I would argue (as I have argued already in an reply to that comment on HackerNews, which I don’t think was read by anybody) that the consequence of that “feature” of Git, is that conflict resolutions are not modeled as commits, because conflicts are not valid states. This leads to the rerere command, which makes merges and rebases much more painful than they need to be, and wastes people’s time at a massive scale, when considered globally.

Moreover, this is not a fundamental limitation of Pijul, merely of the current implementation: indeed, since we have states, we could imagine remembering the conflicting states, and simply not show them to the user. Also, unlike in Git, we can know exactly where the conflicting lines come from, so we can tell the user which change to unrecord when there is a conflict (and they can actually unrecord it without changing the rest of the changes, unlike in Git).

Also, this behaviour is totally in line with the main goal of Pijul, which is to allow people to work faster and more easily (as well as to respect the basic axioms of changes, such as associativity, which Git doesn’t do).

2 Likes

You can, that’s what pijul fork --change is for. Note that this command will be extended to take a --state command (pijul archive already supports --state).

1 Like

Two interface suggestions here:

  1. after an action that potentially introduces conflicts (e.g. a pijul pull), list all files with conflicts. “Conflicts in:” and then a list of files with conflicts one per line.
  2. a command to to explicitly ask for this list (e.g. pijul conflicts), maybe with extra details such as the changes that are involved, and/or showing some form of diff
1 Like

I think I might have mentioned this in one draft of my post that I deleted. Reason I removed it was that I can’t really grasp the difference from git. In that case, the resolution is also a patch (a commit). Perhaps this has to do with pijul’s cherry picking power? In fact I’ve never used rerere so tried to imagine a scenario where you have a master and dev, except when you merge them you don’t continue dev from the merge patch, for some reason, so then when you merge again you need to resolve the same conflicts as the merge patch, but git is bad at cherry-picking so that’s a problem? Am I getting that right? If so, well props to pijul :slight_smile:.

Speaking of rebases, I tried the example as a rebase in git and noted that a conflict I fixed on a lower commit, I’d have to fix again on a later commit. Are you saying that with pijul that would not happen (as often)? That’s be really cool.

Okay, so if I’m merging two branches doing the same thing in different ways, in pijul you can get rid of one implementation, and still merge the rest? Does sound extremely convenient. I got no idea how you’d do that in git.

As far as I know, pijul fork --change is necessarily date based. So after a merge, it would not help me look at states of main prior to a merge because it has changes from other branches interspersed all over.

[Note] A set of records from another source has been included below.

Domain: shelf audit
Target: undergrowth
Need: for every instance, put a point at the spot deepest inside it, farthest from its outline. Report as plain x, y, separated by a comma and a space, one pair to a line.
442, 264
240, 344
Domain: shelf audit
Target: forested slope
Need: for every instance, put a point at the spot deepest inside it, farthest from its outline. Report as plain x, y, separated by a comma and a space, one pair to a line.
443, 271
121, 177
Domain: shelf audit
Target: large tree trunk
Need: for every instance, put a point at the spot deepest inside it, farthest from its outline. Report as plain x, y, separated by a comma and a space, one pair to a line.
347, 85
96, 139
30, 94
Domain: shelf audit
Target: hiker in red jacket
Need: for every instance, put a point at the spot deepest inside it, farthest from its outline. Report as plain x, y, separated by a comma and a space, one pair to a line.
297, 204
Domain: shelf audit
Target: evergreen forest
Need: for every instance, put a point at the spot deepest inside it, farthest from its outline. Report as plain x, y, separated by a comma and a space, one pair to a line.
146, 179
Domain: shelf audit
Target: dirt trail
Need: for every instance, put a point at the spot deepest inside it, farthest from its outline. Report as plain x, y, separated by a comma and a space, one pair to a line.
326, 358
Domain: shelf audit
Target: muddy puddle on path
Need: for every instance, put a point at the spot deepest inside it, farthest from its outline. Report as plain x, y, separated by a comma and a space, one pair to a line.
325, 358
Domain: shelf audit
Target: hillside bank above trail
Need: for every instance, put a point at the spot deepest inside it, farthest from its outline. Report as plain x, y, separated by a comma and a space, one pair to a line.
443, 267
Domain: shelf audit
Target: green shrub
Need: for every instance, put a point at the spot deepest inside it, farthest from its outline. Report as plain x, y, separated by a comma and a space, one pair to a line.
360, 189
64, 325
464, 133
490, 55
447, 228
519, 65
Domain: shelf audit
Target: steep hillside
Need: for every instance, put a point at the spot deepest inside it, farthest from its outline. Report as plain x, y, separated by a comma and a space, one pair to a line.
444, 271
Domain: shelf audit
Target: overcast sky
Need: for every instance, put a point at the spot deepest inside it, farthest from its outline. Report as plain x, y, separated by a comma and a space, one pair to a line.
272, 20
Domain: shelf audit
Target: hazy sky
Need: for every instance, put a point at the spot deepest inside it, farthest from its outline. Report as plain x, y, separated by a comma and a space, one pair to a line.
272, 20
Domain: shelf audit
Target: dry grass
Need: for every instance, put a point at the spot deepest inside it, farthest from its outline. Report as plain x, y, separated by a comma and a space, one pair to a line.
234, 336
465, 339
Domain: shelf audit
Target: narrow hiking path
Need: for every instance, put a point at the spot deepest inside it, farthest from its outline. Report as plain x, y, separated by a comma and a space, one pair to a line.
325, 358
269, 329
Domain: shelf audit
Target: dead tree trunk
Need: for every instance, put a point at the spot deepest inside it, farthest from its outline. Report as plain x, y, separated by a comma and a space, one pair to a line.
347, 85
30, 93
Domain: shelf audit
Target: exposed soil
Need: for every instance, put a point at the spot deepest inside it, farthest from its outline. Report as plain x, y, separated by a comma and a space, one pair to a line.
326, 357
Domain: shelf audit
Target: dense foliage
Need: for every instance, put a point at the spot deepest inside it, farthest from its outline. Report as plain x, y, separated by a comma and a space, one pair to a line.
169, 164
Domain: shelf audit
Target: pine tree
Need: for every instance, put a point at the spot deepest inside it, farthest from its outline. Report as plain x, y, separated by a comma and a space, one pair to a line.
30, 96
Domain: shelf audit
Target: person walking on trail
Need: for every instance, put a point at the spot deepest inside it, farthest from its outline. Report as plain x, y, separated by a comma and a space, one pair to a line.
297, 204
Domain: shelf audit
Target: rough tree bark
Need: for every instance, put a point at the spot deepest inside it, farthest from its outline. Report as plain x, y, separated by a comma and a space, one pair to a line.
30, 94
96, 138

When you said states in your first reply I wasn’t really sure what you were talking about, now I get the sense they are a specific concept in pijul like “changes”. I also get the vibe that they are maybe like the snapshot idea I was talking about. If that’s the case I feel like they could solve a lot of the problems talked about here. I’d like to hear more about them.

I would push for, in a normal workflow, conflicts being valid states for a checkout to be in, but not a valid state for a channel to be in: put the user in a “merging” state, where they can record the resolution patch into a merged channel(along with the depended patches). Or alternately, reset back to the last known good channel state(on either side).
Again, there should be a --force to override this, and if pijul grows tags as distinct from branches stashing your “intent to merge” state in one seems perfectly legitimate; but implicitly conflicting a channel seems like a bad default for push and pull.

I think it does walk the dependency graph; but that still doesn’t help in the cherry-pick case, where the most recent commit as of a day ago, does not necessarily contain any reference to the changes introduced a day prior.

If a --state Merkle is anything like a git snapshot however, I can see that providing the functionality though.